Growing up in Mississippi people often vacation in the Smoky Mountains. Through several scouting and family adventures we were no strangers. There is no area I remember more in the Great Smoky Mountain National Park (GSMNP) than Cades Cove. When planning this summer’s itinerary, Tammy and I both wanted the kids to experience the Smoky Mountains. Cades Cove was at the top of that list of things to do.
What is Cades Cove? It is a peaceful snapshot of the late 1700’s; a 11 mile, one-way, paved loop road that meanders through the hills, forests and picturesque landscape of primitive churches, log homestead cabins, mills, and gorgeous hiking trails. Think of it as a nature walk for your car.
This is the park where I learned the importance of not carrying too much unneeded stuff in your backpack, keeping your shoes dry at all costs while hiking, always carry a poncho in the South, and most of all, the satisfaction of turning that last corner and being rewarded with a beautiful waterfall.
I remember swimming around the base of Abram’s falls, taking photos with friends, driving slowly with the windows down, and watching out for wildlife. Once we saw more than 80 deer in Cades Cove in a single loop.
The Great Smoky Mountains National Park is the most-visited park in the US (by a long-shot). Cades Cove is the busiest part of that park. Thousands of cars a day (millions a year) drive the sleepy loop to catch a glimpse of a simpler time.
With all of that traffic isn’t it an awful place to visit? No, it’s still great. To escape some of the crowds it helps to drive the loop before 9am. But, the crowds aren’t as bad as they sound. Remember, “Nature walk for your car”. One of the most fun things to do is to drive slowly, give some space between you and the car ahead, roll down the windows, open the van’s side doors, or let the kids pile the back of the pickup. Seriously, safety is always important but you rarely can drive more than 10 miles per hour through this park. Be sure to stop lots and explore the old cabins and primitive buildings peppered (about 12) throughout the park.
Note: Get a map from a park ranger. Pay attention to which roads are one way and identify shortcuts.

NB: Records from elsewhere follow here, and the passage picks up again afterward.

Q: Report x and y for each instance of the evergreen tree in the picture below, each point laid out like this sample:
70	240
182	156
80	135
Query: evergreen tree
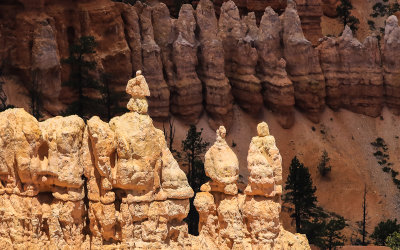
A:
332	235
193	148
300	193
383	230
344	14
81	77
363	223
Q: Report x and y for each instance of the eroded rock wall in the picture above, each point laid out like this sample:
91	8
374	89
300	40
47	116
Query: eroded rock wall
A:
199	63
65	184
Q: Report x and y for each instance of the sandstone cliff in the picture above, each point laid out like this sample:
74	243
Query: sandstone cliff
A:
65	184
197	62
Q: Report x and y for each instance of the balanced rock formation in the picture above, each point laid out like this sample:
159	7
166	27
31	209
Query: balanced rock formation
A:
116	185
303	65
229	220
240	58
278	91
391	64
186	89
152	67
218	96
353	74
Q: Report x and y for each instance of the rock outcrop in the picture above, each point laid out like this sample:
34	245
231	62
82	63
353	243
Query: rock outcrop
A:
229	220
391	64
218	96
303	65
197	62
278	91
67	185
240	57
186	89
353	73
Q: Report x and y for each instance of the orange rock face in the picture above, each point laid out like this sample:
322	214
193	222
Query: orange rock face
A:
65	184
353	73
198	63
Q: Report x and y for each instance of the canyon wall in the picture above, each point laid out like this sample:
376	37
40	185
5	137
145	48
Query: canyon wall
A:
65	184
199	63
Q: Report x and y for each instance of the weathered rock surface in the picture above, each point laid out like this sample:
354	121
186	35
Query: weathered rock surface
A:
218	96
197	62
67	185
251	220
391	64
240	57
302	65
278	91
353	74
186	89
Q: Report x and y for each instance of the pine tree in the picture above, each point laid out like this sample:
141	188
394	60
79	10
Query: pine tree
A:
300	193
363	223
81	77
193	148
332	235
344	14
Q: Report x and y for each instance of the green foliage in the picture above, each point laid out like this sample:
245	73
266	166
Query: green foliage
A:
300	193
321	228
332	237
344	13
383	230
81	76
193	148
393	241
323	166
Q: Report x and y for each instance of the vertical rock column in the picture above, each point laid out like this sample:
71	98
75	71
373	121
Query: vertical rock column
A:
152	68
186	88
240	58
220	223
391	64
278	91
218	97
302	65
138	194
353	73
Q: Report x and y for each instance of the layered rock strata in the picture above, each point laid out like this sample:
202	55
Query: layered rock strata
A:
240	57
353	73
197	63
278	90
116	185
187	95
229	220
218	96
391	64
302	65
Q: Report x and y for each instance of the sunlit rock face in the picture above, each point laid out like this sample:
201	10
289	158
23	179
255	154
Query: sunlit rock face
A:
206	59
67	184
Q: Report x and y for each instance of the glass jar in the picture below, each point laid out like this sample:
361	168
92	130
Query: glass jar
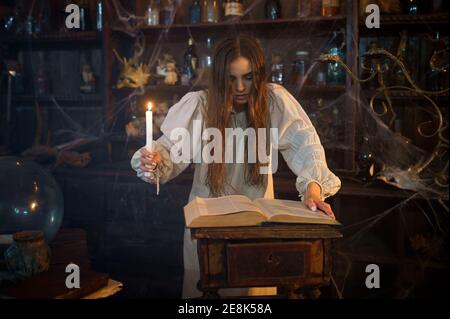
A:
365	161
234	8
28	254
272	8
153	13
330	7
210	11
195	12
321	75
303	8
300	67
277	70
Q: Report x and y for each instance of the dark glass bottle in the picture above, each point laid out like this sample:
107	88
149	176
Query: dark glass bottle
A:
99	15
300	67
273	10
438	65
167	13
195	12
365	161
370	65
84	16
398	75
206	60
190	63
42	86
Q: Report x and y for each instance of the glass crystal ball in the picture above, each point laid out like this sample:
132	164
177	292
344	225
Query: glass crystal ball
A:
30	198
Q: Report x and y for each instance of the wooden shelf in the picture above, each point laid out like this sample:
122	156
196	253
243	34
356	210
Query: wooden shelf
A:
55	40
326	22
183	89
53	37
405	95
404	19
395	22
81	98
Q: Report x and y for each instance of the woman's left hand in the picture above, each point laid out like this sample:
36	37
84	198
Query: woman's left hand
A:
313	200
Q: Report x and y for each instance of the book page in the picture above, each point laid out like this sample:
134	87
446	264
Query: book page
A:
275	207
225	205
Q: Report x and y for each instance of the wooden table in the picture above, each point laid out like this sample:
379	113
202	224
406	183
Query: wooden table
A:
69	246
295	258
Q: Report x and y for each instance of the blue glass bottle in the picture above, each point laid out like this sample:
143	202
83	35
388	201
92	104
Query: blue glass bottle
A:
335	72
412	7
272	9
195	12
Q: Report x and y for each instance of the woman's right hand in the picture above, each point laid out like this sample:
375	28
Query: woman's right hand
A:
149	160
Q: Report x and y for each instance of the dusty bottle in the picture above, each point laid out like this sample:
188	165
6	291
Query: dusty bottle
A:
234	8
210	11
330	7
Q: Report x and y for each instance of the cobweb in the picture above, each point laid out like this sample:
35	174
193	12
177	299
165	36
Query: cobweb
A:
411	156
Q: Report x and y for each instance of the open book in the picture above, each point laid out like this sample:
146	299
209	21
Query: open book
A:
238	210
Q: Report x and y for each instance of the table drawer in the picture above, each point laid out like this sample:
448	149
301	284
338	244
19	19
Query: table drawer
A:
267	263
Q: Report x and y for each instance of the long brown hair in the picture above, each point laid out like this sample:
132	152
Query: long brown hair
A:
220	102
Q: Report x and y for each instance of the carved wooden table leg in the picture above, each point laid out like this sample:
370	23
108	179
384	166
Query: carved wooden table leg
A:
208	293
313	292
293	292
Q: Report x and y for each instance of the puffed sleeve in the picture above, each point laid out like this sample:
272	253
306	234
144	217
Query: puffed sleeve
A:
181	115
299	143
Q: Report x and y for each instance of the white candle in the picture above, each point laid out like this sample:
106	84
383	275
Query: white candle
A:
149	127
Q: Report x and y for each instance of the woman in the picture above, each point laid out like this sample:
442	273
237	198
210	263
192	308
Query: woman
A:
240	97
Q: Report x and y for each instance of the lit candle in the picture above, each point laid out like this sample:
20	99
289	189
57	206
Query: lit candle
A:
149	127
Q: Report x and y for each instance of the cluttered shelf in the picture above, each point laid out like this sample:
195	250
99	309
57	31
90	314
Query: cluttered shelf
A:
331	22
404	95
28	98
284	182
403	19
307	90
412	22
58	38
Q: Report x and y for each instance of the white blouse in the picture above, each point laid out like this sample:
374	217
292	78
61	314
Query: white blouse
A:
297	140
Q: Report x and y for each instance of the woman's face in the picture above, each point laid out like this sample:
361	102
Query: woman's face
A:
241	78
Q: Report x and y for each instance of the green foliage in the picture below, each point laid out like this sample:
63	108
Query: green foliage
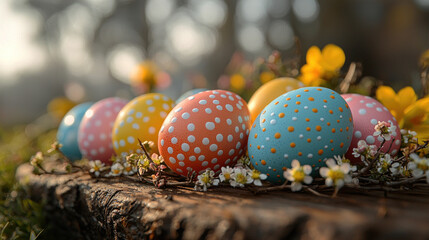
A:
20	217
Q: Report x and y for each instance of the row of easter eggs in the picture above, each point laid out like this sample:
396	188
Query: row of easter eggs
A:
211	129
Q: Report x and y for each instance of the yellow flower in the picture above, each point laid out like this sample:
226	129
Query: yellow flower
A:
58	107
237	82
411	114
322	65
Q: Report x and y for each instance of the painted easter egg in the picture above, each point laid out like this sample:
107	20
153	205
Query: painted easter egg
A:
140	119
366	113
95	130
68	130
190	93
206	130
309	124
270	91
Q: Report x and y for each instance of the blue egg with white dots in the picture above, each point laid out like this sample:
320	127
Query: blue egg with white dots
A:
309	124
68	131
190	93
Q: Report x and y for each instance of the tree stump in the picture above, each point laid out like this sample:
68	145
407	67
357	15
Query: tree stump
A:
80	207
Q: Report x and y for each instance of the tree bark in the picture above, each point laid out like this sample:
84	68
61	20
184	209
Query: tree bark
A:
80	207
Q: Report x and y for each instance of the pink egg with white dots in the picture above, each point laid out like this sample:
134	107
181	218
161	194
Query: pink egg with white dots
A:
367	112
207	130
95	130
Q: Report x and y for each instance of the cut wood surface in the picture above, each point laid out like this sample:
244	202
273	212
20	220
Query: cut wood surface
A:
81	207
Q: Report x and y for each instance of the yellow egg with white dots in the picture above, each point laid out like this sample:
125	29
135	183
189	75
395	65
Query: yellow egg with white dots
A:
140	119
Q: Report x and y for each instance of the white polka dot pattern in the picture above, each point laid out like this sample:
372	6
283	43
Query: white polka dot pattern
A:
366	113
95	130
209	131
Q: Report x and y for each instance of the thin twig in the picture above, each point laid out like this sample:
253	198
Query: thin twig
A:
144	150
419	147
315	192
348	79
406	181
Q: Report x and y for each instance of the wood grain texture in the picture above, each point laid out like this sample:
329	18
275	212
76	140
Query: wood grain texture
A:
84	208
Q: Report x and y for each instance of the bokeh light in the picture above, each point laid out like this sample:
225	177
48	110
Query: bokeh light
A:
306	10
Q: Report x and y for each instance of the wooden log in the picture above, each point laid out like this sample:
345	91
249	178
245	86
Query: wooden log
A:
80	207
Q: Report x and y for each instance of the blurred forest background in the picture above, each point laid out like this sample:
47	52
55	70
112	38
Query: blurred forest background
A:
86	50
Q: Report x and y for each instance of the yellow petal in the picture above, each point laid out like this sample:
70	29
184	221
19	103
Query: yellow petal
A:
387	96
237	82
406	97
422	132
417	112
333	57
314	56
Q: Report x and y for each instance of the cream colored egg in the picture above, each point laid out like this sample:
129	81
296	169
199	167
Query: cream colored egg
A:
270	91
140	119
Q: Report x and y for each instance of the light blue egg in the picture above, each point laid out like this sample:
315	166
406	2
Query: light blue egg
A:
68	131
308	124
190	93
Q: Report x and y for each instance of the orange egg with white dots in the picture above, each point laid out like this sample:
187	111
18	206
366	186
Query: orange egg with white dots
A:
208	130
270	91
309	124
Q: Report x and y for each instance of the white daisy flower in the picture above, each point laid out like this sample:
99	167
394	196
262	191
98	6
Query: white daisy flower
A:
96	167
336	175
240	178
256	176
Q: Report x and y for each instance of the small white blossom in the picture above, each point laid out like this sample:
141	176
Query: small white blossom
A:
243	162
384	130
298	175
157	159
129	169
364	150
240	177
96	167
256	176
340	160
226	174
418	166
116	170
336	175
205	180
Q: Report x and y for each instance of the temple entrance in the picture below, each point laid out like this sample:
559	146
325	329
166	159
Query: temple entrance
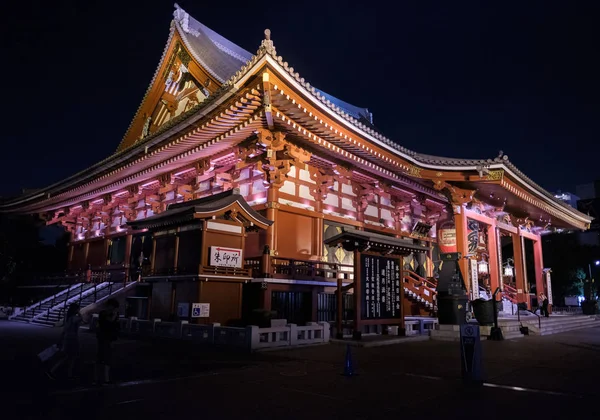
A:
327	307
296	307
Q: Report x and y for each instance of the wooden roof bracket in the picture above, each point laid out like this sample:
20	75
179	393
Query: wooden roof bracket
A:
267	101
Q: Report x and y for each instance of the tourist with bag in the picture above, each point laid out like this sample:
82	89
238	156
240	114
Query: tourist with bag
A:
107	333
68	345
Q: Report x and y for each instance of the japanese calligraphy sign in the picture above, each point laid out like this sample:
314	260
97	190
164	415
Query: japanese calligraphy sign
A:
474	279
472	235
380	279
225	257
200	310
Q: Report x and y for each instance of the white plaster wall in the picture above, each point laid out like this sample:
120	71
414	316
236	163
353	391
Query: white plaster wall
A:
288	188
371	211
305	176
332	200
347	189
347	204
258	186
304	192
244	190
386	214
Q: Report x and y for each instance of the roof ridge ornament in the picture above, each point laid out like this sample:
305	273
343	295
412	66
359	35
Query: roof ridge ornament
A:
182	17
267	44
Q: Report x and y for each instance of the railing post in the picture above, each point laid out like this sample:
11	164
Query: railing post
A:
154	322
211	332
293	334
253	337
326	331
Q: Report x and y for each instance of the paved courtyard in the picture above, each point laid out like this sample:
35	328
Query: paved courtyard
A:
532	376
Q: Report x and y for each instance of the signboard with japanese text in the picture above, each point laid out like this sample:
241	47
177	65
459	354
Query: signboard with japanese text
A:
200	310
549	287
474	279
380	279
446	236
225	257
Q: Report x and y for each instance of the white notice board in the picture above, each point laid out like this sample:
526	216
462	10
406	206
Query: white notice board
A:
200	310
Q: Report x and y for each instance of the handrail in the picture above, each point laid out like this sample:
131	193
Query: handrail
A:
527	310
418	287
292	268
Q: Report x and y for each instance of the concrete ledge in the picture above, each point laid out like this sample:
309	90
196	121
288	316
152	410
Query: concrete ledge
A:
380	341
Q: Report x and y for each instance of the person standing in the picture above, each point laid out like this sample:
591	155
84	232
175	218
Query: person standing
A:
107	333
541	298
545	303
69	343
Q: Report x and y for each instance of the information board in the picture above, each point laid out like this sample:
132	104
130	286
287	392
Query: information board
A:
474	279
200	310
225	257
380	287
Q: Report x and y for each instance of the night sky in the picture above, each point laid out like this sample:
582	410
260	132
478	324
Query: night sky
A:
450	78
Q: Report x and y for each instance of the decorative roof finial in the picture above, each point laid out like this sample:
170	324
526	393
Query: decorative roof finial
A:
267	44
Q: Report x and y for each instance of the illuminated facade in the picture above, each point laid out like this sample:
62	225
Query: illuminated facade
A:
216	118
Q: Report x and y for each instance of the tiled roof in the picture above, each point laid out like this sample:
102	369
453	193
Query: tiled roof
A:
184	212
222	58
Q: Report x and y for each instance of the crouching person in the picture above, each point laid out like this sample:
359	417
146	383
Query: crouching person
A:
107	332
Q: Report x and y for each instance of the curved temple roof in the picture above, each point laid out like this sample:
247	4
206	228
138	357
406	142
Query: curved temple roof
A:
229	63
222	58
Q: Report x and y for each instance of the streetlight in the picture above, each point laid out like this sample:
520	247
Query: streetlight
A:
596	263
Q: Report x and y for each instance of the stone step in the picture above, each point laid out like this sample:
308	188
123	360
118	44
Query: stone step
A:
557	329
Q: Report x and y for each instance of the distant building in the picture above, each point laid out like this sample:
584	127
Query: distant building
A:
588	191
567	197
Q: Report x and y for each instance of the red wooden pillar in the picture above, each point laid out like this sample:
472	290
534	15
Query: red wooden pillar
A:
538	261
272	206
357	295
493	264
460	222
519	268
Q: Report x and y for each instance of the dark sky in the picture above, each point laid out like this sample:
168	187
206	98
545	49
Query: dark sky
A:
451	78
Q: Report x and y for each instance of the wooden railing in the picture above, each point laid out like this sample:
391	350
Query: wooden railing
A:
510	293
290	268
422	288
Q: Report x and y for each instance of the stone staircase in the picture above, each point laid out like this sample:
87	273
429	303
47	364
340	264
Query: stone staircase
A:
420	291
48	303
559	323
51	311
511	329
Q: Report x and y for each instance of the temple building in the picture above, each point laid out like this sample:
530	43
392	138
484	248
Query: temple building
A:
240	185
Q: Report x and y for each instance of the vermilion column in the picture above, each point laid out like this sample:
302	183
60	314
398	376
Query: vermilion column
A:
272	206
519	268
460	222
318	230
538	261
493	264
429	272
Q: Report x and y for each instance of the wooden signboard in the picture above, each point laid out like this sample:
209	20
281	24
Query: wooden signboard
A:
380	287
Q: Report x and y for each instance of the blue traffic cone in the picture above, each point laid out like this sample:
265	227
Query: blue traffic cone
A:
348	366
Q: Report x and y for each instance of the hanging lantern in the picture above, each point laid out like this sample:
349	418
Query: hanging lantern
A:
482	267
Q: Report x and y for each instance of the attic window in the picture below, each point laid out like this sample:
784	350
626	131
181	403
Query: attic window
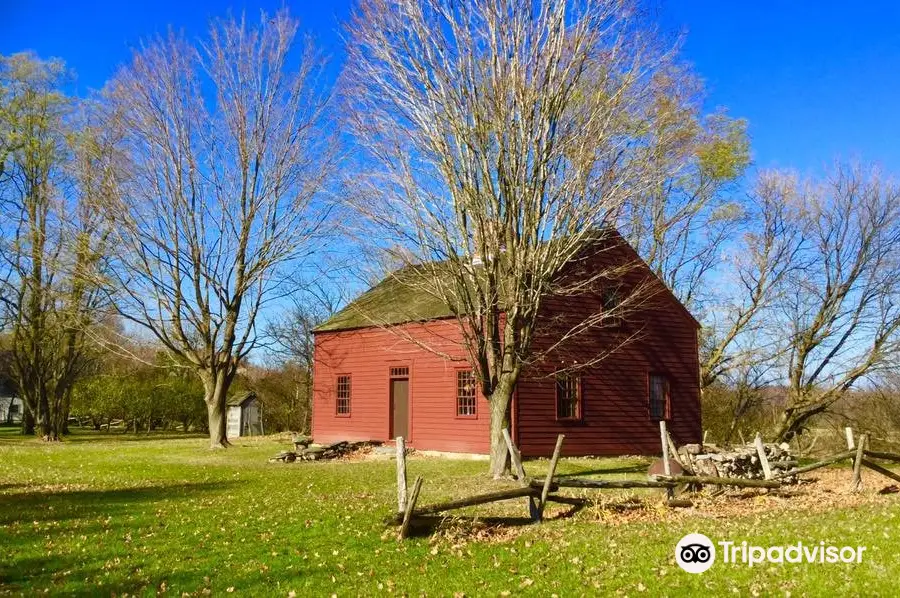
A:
342	404
465	393
659	397
568	397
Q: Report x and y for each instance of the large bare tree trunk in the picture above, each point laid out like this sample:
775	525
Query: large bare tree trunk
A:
203	252
216	392
27	420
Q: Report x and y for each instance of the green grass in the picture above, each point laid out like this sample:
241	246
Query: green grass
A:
101	515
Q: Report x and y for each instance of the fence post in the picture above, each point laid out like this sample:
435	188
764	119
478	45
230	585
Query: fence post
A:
664	440
545	491
407	515
514	456
857	463
763	460
401	474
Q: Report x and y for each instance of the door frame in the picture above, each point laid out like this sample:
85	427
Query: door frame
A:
390	402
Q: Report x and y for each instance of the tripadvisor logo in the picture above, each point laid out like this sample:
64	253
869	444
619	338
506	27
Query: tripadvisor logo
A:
695	553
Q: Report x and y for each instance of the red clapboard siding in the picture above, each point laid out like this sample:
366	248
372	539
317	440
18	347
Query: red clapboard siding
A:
367	356
615	392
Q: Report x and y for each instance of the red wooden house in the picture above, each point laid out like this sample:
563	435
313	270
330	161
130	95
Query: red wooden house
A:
374	378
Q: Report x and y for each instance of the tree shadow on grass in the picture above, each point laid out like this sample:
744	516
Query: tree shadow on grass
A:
42	514
426	525
59	504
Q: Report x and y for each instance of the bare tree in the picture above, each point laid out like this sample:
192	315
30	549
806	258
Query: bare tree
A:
502	139
736	343
683	223
228	157
841	311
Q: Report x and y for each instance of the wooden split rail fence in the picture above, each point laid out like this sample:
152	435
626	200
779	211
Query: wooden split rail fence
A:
541	491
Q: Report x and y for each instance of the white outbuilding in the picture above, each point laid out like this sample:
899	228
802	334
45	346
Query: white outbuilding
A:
244	415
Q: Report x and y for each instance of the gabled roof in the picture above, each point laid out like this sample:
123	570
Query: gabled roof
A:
394	300
402	298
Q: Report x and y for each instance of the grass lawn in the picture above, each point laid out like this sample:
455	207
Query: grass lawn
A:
101	515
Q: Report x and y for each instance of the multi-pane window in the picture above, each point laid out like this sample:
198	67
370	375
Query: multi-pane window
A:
465	392
343	395
568	397
659	397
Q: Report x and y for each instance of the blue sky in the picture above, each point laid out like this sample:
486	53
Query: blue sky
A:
817	81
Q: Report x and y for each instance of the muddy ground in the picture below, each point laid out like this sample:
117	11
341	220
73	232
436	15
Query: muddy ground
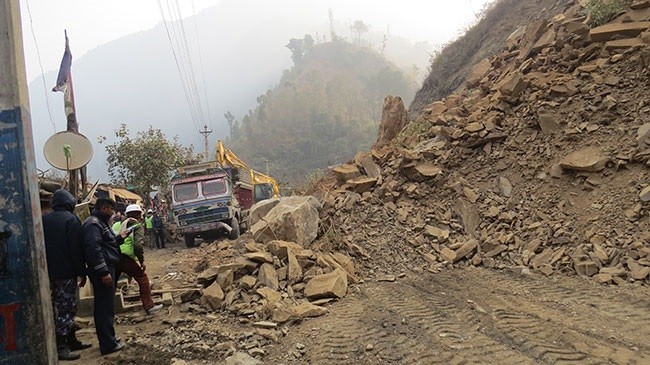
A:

Plan to spend at least two hours to drive through the loop. With little traffic you can get it done in an hour. The road can take longer if a black bear mom and her cubs are spotted (not uncommon). If you stop at all of the sites it can take over five hours. Abram’s Falls trail will take you at least two hours by itself. Be sure to bring water bottles and some snacks. There are plenty of bathrooms and picnic areas placed around the park.